"Just—a—little—further!"
Then stabbing, biting, burning pain seared his throat. Almost intolerable. But Xintel was guiding him straight down into a narrow fissure in the bottom. Her legs stopped their flutter-kick and she allowed momentum to carry her bottomward. Barry too ceased his exertions in a state of near collapse.
"Perhaps—they—won't follow!" Xintel panted.
Both looked upward. The monstrous shapes—they could see the gross, hideous bodies now—seemed unwilling to follow their prey into the crevice. They wheeled above in relentless circles.
One creature, like a gigantic moray with finned pectoral legs, made an abortive lunge but turned upward again a few feet above them.
Another torvak's neck shot out, its armored head striking the eel-creature a tremendous blow. Another monster swooped, fangs ripping, and for a few minutes the water grew murky with spilled blood and roiled ooze as the three huge beasts battled. The fight ended, and once more the saurians took up a restless, watchful patrol above the cowering pair.
Barry's breathing eased but the burning in his throat remained. Something in the water was irritating the tender membranes of his lungs, nose and eyes. He glanced at Xintel and saw that she too was in pain. But it was this very irritant that was preserving their lives.
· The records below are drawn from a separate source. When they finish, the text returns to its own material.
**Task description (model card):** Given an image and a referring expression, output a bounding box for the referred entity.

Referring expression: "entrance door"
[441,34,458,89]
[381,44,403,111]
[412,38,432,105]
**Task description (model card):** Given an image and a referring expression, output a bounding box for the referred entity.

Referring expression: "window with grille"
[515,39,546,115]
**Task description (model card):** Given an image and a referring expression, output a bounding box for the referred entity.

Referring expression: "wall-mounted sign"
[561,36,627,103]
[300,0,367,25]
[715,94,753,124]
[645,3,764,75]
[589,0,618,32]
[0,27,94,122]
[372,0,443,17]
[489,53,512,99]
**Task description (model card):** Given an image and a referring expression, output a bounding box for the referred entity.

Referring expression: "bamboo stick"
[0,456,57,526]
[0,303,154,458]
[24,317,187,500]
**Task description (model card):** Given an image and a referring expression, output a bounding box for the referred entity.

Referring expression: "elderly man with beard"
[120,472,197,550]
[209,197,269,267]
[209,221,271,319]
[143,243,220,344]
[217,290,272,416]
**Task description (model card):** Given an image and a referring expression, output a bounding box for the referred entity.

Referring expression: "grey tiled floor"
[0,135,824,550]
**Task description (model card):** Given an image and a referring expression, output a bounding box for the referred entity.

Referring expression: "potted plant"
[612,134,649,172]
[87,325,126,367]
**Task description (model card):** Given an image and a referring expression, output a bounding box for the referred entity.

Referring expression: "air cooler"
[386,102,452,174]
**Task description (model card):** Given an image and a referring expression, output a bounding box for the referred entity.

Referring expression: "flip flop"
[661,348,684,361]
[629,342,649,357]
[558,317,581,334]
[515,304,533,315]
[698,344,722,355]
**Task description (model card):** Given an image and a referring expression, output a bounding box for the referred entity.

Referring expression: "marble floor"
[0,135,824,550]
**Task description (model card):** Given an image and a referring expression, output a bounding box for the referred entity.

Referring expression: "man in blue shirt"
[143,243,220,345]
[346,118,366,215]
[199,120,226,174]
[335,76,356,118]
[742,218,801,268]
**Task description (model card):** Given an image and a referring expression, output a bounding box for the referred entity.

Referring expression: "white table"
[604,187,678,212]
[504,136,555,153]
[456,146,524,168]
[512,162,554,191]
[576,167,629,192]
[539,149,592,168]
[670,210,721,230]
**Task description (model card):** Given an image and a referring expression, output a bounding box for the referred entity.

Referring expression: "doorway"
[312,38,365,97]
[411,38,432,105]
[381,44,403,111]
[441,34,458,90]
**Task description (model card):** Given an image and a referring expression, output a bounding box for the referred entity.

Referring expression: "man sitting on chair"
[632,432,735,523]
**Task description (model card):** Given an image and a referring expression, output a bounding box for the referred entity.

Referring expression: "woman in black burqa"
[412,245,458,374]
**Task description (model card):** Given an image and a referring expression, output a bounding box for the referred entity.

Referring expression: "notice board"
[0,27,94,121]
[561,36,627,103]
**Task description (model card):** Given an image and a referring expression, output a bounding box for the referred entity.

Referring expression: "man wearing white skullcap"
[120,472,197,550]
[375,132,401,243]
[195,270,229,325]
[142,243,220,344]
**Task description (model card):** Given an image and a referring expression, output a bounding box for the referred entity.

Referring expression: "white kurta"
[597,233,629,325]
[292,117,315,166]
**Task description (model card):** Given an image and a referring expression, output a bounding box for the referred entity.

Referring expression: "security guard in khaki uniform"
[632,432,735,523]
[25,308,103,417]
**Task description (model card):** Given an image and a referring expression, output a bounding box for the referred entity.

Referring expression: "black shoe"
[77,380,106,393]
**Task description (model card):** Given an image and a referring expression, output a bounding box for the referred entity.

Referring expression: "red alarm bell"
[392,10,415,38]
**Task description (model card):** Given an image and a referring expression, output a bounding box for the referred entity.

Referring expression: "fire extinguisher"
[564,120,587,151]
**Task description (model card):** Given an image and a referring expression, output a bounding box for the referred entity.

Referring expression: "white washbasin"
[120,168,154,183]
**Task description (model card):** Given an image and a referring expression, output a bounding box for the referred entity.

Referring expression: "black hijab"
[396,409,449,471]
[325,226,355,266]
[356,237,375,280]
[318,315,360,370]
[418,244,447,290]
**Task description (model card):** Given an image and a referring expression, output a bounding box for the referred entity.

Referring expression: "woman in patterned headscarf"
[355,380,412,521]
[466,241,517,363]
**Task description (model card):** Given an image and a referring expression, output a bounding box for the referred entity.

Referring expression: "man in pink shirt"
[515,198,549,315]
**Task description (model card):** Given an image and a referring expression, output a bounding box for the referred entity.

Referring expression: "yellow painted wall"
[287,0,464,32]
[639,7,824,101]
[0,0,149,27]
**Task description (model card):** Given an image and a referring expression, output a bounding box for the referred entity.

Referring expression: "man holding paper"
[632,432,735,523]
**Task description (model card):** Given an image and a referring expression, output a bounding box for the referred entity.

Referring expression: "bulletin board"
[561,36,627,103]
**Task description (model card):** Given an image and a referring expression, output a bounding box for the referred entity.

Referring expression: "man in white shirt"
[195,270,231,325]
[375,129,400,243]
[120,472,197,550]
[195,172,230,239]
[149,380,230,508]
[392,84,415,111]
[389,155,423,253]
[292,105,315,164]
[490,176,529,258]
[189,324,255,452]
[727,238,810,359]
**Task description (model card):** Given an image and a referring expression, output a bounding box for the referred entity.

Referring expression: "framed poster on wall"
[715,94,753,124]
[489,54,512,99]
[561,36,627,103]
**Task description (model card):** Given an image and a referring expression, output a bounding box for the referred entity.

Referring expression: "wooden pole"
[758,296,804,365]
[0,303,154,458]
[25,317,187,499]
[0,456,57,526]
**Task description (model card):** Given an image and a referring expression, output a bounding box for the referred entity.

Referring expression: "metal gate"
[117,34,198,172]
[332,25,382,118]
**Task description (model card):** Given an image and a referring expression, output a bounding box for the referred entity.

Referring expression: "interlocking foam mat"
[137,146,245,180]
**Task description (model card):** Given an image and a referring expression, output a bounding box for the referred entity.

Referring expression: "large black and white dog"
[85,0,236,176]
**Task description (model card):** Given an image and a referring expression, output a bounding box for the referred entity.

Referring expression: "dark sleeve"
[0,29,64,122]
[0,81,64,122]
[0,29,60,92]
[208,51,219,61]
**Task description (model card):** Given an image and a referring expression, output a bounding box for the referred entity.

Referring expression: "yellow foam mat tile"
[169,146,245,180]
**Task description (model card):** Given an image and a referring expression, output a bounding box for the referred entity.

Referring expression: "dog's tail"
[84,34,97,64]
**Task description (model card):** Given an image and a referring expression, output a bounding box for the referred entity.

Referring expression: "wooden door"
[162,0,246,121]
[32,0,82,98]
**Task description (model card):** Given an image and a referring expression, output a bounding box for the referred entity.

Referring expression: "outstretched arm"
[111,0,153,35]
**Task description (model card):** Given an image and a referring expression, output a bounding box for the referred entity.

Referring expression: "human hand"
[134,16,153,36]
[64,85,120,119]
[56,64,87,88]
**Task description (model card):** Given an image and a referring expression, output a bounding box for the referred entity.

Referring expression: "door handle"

The monsters did not like its smell or taste.
"Maybe they'll go away," he said, not believing his own words but trying to reassure the girl.
The cleft in the ocean floor was long and narrow, deeper than it was wide, and at the bottom it tapered to a hair-thin crevice in the bedrock. The steeply slanting walls were deeply covered with a yellow-blue greasy jelly mixed with mud and silt. Barry recognized it from Xintel's descriptions as the Cleft Of Hardening where soft wooden implements were made usable. The crack in the bottom must extend deep into the heart of the planet.
"Xintel," he asked. "Are there any weapons buried here now?"